I am currently working on validating experimental results from the Hanchak ballistic impact tests using the Holmquist–Johnson–Cook (HJC) model, implemented in Abaqus via a VUMAT subroutine. At higher impact velocities, the simulated residual velocities remain consistent and show good agreement with experimental data. However, as the impact velocity decreases, I observe minimal variation in residual velocity. According to the reference study, the ballistic limit is reported at 301 m/s, but in my case, I still obtain a residual velocity of 205 m/s, even after refining the mesh to 1 mm.

Moreover, when the total simulation time is increased, the model exhibits rapid and excessive element deletion, which appears unrealistic and significantly affects the results.

Despite reviewing multiple studies that utilize the HJC model, I have not found a clear resolution to this issue. I’m reaching out to see if others have encountered similar challenges and to seek suggestions on corrective measures that could improve simulation accuracy—particularly at lower impact velocities.

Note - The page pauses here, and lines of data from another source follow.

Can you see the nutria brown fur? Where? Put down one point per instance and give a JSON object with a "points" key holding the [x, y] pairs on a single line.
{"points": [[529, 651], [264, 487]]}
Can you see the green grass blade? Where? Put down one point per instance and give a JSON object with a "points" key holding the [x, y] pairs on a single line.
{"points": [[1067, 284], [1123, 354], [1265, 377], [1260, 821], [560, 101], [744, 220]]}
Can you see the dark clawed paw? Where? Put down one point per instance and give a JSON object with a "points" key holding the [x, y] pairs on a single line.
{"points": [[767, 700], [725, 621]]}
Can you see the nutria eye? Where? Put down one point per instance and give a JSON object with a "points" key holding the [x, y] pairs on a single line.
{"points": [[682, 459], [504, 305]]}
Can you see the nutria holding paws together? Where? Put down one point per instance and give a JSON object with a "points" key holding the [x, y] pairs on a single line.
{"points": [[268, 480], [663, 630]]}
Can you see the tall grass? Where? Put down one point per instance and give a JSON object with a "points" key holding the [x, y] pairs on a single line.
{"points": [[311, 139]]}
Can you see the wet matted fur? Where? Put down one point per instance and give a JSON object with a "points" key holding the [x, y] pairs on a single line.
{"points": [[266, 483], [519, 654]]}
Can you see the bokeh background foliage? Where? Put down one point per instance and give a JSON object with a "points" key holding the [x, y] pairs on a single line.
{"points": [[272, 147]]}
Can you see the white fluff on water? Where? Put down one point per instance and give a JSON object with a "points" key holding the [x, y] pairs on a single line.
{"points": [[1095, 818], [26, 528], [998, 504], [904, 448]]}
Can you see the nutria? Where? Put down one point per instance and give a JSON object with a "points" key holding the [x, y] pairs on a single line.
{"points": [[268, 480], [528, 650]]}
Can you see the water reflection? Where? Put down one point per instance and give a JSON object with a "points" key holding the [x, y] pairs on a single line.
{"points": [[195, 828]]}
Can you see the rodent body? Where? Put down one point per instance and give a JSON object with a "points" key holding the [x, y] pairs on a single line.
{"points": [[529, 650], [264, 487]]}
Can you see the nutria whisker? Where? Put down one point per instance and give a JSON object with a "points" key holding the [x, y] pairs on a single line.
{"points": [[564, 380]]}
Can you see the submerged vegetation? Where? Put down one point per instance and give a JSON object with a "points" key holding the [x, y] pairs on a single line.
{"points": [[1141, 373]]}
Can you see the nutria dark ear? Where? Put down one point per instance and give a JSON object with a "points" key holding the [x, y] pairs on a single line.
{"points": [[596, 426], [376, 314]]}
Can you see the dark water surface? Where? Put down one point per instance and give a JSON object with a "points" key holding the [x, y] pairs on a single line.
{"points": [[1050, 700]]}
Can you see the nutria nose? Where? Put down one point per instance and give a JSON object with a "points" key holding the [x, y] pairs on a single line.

A parameter that appears to play a critical role is the Failure Strain (FS) threshold used for element deletion. While damage in the HJC model is primarily governed by D1 and D2, I am unsure why FS is influencing the results so strongly. According to the Abaqus documentation, an FS value of 0.2 is suggested for SiC, whereas other papers have used values as low as 0.004—yet many studies fail to report this parameter altogether.

If anyone can provide guidance on selecting an appropriate FS value or share methods for determining it experimentally or analytically, I would greatly appreciate your insights. Thank you!